The New York Times report on Vice President Al Gore and the UN Intergovernmental Panel on Climate Chanel winning the Nobel Peace Prize makes Bjorn Lomborg’s book, Cool It, all the more timely. Dr. Lomborg is a founder of the “Copenhagen Consensus,” a scientific approach that provides specific steps to making the world a better place.
Cool It is based on costs and benefits. While Lomborg’s book does not use the term, Bjorn is clearly annoyed by global warming religionists who see climate change as an issue of good and evil, rather than pluses and negatives. For instance, consider the (accurate) claim that if temperatures warm, more people will do from heat in the summer. Now consider the (equally accurate) claim that as temperatures warm, many more people will not die from cold in winter. Lomborg compares these two facts, and shows that over all, climate change saves more people than it kills via temperature. So he advices the reader to “cool it” when it comes to climate change hysteria.
Other incidents of global warming hysteria are addressed at as well. Some polar bear populations are declining. However, polar bear populations over all are increasing, and those that witness declining populations are in places that are getting colder. Similarly, a carbon tax would slow down warming, saving a percentage of land on island nations that may be lost to global temperatures. But the growth from not having any carbon tax would allow those same countries to be much richer, allowing them to afford to protect more of their land from the ocean.
For topic after topic, area after area, Lomborg applies policy science to the anti-climate change debate and finds the alarmists to be doing much more harm than good. Because Bjorn believes that global warming is caused by human beings, he proposes a modest carbon tax as part of a much wider effort.

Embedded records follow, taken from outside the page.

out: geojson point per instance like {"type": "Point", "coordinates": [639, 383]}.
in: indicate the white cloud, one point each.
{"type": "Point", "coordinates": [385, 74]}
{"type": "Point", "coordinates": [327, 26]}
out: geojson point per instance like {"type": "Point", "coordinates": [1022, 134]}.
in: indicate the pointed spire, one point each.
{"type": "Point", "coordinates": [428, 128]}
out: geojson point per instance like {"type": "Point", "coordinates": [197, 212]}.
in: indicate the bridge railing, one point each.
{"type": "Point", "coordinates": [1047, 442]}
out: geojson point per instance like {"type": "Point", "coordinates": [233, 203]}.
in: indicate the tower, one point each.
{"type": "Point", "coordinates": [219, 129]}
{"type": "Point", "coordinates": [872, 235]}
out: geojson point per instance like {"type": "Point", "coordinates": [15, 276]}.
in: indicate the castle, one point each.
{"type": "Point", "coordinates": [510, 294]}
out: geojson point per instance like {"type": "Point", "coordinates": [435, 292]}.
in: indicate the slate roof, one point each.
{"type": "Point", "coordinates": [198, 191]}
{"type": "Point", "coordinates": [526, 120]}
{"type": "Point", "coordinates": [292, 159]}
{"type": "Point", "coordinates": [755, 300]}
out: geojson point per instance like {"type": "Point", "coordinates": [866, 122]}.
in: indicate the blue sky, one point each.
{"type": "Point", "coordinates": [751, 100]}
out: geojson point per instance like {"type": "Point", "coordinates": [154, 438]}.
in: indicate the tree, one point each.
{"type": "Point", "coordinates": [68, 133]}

Bjorn Lomborg concludes with a call for a generational mission, but one that (unlike various CO2-centric ideas) actually might de a lot of good: eradicating malaria, greenery in cities, and economic development.
Tom Barnett, whose recommendation is the reason I bought this book, things it’s “cool” that Gore won the Nobel Price. After reading Cool It, I can’t agree. Gore’s alarmism is counterproductive, harming both science as an enterprise and humanity as a species. The very best that can be said about Al Gore’s work is that, hopefully, it will mostly be ignored.